Sixième auteur dramatique. — « Pas moi… mais il y a des jours, c’est drôle… drôle pas tant que ça… où les nerfs qui vous font pérambuler… ça me paraît comme des ficelles de marionnettes qui seraient détendues par l’humidité…, et cela avec quelque chose se passant derrière la nuque que je ne puis définir… puis dans mon lit, je n’ai pas toujours la conscience de la place où sont mes jambes… Oh, oh ! si c’était le commencement de la fin, hein, Carsonac ? — « Toi crevichonner… être à moi parfaitement indifférent… c’est, moi mourir qui ferait de la peine à moi, » répondit avec sa méchanceté de Jocrisse nègre, Carsonac, en train depuis le commencement de la conversation, de se passer les mains sur les jambes, et semblant y ressentir tous les phénomènes décrits par ses amis.

Et chacun s’interrogeant, se tâtant, s’auscultant, racontait aux autres, avec des forfanteries sous lesquelles on sentait la peur, et comme un homme qui chante la nuit pour étourdir ses craintes, racontait les symptômes, observés sur lui, de cette maladie qui est la terreur, la pensée fixe, la conversation d’après dîner de ce monde à l’existence nerveuse et assaillie de tentations sensuelles. Et peu à peu le dire, sortant de la phraséologie vague, arrivait aux arthropathies, à la sclérose systématique des cordons postérieurs de la moelle, au ramollissement rouge, aux attaques apoplectiformes, à la trémulation épileptoïde des muscles de la face, qui servent à la parole… aux mots épouvantants, aux termes qui sonnent dans l’oreille comme un glas de mort, et qui donnaient à la petite fête, la joyeuseté d’une conférence de clinique, au-dessus d’un sujet étalé sur une dalle.
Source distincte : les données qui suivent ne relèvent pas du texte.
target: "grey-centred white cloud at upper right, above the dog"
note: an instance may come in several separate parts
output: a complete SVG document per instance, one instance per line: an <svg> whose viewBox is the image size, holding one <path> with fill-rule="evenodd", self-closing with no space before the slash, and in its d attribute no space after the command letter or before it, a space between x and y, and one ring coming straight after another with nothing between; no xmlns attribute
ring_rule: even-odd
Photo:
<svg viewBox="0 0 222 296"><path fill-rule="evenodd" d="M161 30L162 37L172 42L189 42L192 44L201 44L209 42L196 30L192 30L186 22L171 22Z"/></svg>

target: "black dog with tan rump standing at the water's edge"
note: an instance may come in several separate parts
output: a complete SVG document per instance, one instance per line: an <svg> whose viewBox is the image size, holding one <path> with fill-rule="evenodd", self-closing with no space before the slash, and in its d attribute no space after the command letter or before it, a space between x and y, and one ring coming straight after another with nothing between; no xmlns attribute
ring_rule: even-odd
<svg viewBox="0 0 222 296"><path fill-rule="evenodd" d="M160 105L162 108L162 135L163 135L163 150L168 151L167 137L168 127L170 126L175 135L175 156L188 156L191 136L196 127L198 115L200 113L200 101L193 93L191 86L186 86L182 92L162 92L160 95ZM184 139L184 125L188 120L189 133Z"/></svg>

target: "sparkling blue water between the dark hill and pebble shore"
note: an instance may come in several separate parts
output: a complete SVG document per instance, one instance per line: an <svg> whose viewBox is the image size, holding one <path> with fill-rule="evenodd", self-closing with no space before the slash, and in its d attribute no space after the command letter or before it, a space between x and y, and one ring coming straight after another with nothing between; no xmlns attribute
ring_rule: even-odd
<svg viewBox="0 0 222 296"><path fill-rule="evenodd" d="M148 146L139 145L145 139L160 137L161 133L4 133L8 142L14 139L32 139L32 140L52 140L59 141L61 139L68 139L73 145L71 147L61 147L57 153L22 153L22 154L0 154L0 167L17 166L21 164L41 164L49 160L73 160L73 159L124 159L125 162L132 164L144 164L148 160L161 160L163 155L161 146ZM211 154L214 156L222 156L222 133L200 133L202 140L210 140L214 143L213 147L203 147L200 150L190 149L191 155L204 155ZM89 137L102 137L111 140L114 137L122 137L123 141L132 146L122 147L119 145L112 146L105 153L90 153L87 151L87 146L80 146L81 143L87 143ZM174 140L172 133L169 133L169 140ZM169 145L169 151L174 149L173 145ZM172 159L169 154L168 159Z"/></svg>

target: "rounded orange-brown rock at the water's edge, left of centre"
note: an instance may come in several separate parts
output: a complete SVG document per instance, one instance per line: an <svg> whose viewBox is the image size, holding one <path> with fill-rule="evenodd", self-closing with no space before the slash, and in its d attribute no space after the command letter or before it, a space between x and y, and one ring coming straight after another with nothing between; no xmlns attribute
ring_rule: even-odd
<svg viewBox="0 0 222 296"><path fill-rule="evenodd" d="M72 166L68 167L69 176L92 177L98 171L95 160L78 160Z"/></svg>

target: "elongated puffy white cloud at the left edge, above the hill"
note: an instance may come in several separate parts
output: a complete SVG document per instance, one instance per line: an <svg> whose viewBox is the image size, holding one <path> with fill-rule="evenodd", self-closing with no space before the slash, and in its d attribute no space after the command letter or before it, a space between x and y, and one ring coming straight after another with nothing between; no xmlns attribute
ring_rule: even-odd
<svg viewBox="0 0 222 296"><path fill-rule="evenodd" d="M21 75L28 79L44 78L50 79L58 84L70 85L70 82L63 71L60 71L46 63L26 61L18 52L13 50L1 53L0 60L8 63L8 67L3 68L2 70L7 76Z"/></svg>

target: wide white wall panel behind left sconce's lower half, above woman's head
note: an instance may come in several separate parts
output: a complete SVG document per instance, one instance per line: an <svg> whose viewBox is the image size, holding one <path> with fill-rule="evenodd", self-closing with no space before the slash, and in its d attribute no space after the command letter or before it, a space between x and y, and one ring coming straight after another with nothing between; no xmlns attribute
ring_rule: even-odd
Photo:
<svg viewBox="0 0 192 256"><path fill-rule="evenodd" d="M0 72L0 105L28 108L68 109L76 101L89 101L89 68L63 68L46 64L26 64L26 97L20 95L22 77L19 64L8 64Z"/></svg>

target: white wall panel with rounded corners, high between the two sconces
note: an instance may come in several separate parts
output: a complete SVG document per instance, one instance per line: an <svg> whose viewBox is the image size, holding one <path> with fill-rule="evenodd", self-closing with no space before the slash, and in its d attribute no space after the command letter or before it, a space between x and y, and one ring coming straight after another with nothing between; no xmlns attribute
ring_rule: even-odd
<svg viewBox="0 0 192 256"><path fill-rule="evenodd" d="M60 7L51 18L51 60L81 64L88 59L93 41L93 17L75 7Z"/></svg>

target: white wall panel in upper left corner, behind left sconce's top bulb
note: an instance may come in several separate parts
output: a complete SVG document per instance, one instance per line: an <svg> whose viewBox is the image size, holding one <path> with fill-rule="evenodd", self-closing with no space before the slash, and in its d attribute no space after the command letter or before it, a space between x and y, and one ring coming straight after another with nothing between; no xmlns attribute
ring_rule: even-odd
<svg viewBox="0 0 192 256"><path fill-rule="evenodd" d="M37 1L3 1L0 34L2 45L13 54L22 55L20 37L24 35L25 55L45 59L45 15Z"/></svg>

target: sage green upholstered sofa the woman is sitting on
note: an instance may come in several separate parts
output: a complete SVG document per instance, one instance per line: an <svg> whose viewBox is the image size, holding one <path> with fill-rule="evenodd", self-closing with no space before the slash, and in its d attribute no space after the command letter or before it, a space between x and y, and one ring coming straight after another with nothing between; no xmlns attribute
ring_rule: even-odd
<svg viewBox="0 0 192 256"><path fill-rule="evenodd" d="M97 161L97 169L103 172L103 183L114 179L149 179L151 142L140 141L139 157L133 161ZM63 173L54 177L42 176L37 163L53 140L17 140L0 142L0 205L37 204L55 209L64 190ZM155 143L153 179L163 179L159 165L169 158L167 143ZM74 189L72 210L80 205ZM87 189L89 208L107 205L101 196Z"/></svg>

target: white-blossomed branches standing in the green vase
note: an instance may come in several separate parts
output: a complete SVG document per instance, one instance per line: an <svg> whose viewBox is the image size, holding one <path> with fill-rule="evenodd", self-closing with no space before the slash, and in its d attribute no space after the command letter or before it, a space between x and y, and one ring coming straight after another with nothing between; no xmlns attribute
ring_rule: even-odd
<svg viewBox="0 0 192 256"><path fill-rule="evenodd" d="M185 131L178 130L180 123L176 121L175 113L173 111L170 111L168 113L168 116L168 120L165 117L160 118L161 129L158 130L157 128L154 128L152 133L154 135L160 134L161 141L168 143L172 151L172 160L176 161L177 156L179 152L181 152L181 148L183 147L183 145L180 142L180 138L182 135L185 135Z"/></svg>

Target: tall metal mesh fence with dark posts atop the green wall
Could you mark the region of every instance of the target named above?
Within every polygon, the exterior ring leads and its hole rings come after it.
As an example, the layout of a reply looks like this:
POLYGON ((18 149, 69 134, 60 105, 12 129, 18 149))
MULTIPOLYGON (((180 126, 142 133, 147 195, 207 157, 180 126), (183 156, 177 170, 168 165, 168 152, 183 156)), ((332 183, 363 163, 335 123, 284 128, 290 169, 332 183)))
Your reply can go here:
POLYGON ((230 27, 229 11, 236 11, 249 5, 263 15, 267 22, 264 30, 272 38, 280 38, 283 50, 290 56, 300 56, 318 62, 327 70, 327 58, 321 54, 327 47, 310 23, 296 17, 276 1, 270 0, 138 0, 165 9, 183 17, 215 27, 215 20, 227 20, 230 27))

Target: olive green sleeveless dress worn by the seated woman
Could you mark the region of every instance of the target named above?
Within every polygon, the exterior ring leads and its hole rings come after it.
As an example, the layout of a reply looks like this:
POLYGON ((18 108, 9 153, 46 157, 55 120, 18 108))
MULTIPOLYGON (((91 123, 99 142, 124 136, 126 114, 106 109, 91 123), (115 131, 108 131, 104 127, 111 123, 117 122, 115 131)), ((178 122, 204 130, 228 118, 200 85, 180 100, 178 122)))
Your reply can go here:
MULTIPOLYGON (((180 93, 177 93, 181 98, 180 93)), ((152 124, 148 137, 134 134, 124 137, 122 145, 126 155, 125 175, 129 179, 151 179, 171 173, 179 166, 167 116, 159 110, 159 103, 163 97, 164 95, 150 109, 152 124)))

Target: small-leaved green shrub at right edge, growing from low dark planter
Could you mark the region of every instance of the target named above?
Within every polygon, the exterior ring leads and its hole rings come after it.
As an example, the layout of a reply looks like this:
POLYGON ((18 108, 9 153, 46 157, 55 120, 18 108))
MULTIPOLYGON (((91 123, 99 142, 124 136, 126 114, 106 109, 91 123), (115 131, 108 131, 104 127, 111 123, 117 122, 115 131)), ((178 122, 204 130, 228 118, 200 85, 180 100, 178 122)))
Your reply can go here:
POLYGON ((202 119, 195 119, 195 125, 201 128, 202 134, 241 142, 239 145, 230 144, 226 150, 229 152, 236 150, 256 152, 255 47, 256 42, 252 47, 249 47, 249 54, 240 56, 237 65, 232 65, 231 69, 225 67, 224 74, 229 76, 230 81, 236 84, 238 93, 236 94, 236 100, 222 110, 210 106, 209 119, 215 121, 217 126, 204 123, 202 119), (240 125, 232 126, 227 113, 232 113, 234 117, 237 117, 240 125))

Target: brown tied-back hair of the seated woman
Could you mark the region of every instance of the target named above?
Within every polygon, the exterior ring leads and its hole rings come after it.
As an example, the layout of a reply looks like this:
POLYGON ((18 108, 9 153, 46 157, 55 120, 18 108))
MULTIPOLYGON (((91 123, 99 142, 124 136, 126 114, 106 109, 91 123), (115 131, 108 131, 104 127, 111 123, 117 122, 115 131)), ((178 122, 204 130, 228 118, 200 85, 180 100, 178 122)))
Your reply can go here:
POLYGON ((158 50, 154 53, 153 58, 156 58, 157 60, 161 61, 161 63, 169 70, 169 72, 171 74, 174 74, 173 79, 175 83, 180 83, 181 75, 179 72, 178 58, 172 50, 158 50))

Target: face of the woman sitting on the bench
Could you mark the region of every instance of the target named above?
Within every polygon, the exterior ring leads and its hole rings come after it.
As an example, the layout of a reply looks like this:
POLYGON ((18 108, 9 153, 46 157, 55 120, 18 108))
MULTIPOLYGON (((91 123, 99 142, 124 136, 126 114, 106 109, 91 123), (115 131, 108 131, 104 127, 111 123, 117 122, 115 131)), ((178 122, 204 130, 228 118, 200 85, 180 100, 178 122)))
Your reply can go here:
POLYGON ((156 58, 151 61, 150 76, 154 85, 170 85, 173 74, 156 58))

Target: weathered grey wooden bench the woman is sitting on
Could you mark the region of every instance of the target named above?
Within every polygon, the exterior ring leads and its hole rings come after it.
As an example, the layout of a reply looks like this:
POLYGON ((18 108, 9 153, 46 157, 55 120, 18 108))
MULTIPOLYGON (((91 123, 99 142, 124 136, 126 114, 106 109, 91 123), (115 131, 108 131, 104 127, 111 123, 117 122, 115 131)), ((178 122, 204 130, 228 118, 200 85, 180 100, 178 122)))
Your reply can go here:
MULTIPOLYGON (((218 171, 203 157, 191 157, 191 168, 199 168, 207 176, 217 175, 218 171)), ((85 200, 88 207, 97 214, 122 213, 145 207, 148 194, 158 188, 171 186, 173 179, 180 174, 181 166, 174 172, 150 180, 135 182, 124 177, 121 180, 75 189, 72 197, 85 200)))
— « Merci, je m’en vais, — dit la Faustin, qui venait d’accomplir du reste assez froidement sa mission, — vous êtes vraiment par trop lugubres pour moi, messieurs ! »

Dans la salle à manger, la Faustin trouva sa sœur occupée à arranger coquettement sur sa tête une résille espagnole, et qui lui dit : « Rosaline veut absolument te voir… elle a besoin de te consulter pour un changement à son entrée du cinquième acte… Tu ne voudrais pas lui refuser cela… Tiens, prends cette capeline. »

Et les deux femmes sortirent ensemble.